Making Data Safe for use in SQL and HTML

This section explains how to use some of the functions that Sanitize offers.

  • paranoid

  • string $string

  • array $allowedChars

This function strips anything out of the target $string that is not a plain-jane alphanumeric character. You can, however, let it overlook certain characters by passing them along inside the $allowedChars array:

<?php
$badString = ";:<script><html><   // >@@#";

echo $mrClean->paranoid($badString);

// output: scripthtml

echo $mrClean->paranoid($badString, array(' ', '@'));

// output: scripthtml    @@
  • html

  • string $string

  • boolean $remove = false

This method helps you get user submitted data ready for display inside an existing HTML layout.

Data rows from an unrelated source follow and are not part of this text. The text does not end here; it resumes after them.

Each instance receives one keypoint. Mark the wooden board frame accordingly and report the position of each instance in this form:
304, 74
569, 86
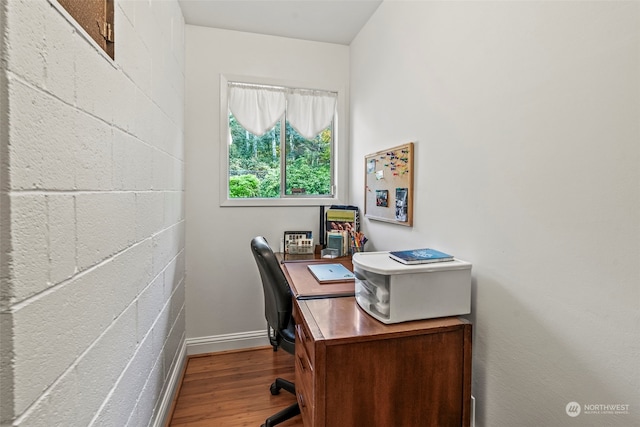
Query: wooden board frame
388, 185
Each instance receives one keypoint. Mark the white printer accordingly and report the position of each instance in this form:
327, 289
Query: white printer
393, 292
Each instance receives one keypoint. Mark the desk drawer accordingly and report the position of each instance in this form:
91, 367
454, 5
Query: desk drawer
306, 402
303, 338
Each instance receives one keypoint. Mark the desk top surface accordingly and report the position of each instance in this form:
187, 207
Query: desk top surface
341, 318
305, 286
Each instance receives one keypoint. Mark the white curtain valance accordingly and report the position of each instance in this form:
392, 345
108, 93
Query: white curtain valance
258, 108
310, 112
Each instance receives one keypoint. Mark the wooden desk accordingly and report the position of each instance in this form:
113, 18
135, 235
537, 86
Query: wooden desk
305, 286
353, 371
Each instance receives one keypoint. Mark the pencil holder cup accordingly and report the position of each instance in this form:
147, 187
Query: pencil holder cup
355, 249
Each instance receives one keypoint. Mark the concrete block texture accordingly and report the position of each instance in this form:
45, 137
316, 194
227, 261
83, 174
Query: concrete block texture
94, 215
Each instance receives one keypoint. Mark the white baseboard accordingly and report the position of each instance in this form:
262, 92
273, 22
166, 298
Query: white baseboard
214, 343
203, 345
170, 388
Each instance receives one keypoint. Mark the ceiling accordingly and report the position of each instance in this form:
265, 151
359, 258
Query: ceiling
330, 21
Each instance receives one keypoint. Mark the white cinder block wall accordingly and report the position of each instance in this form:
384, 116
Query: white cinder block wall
92, 302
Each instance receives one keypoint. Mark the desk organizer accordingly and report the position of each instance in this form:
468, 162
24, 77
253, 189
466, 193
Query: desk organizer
393, 292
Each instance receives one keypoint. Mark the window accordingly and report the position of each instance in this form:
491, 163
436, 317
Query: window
281, 144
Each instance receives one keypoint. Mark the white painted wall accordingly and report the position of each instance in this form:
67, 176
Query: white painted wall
526, 118
92, 223
224, 293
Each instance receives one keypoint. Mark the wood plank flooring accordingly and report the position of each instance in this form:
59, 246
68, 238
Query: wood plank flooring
231, 389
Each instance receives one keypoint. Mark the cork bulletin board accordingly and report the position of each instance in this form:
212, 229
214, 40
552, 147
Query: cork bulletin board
388, 178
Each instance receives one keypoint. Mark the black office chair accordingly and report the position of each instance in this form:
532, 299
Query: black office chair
278, 311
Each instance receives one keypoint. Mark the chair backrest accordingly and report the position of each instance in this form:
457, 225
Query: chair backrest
277, 295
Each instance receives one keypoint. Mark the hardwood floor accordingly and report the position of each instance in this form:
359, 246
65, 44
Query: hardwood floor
231, 389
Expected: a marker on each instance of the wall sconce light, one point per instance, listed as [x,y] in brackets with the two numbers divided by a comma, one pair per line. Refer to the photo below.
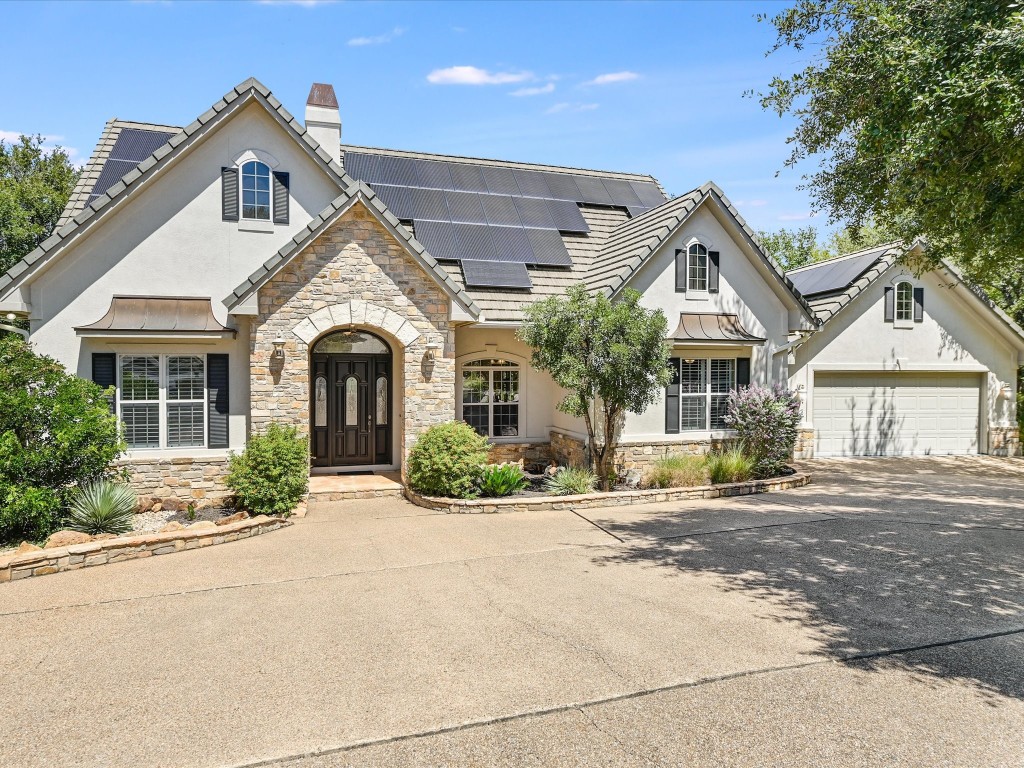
[279,347]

This is especially useful if you don’t want users to be able to break your layouts or insert images or scripts inside of blog comments, forum posts, and the like. If the $remove option is set to true, any HTML is removed rather than rendered as HTML entities:

<?php
$badString = '<font size="99" color="#FF0000">HEY</font><script>...</script>';

echo $mrClean->html($badString);

// output: <font size="99" color="#FF0000">HEY</font><script>...</script>

echo $mrClean->html($badString, true);

// output: font size=99 color=#FF0000 HEY fontscript...script
  • sql

  • string $string

Used to escape SQL statements by adding slashes, depending on the system’s current magic_quotes_gpc setting.

  • cleanArray

  • array @$dirtyArray

This function is an industrial strength, multi-purpose cleaner, meant to be used on entire arrays (like $this->params[‘form’], for example). The function takes an array and cleans it: nothing is returned because the array is passed by reference. The following cleaning operations are performed on each element in the array (recursively):

  1. Odd spaces (including 0xCA) are replaced with regular spaces.

  2. HTML is replaced by its corresponding HTML entities (including \n to <br>).

  3. Double-check special chars and remove carriage returns for increased SQL security.

  4. Add slashes for SQL (just calls the sql function outlined above).

  5. Swap user-inputted backslashes with trusted backslashes.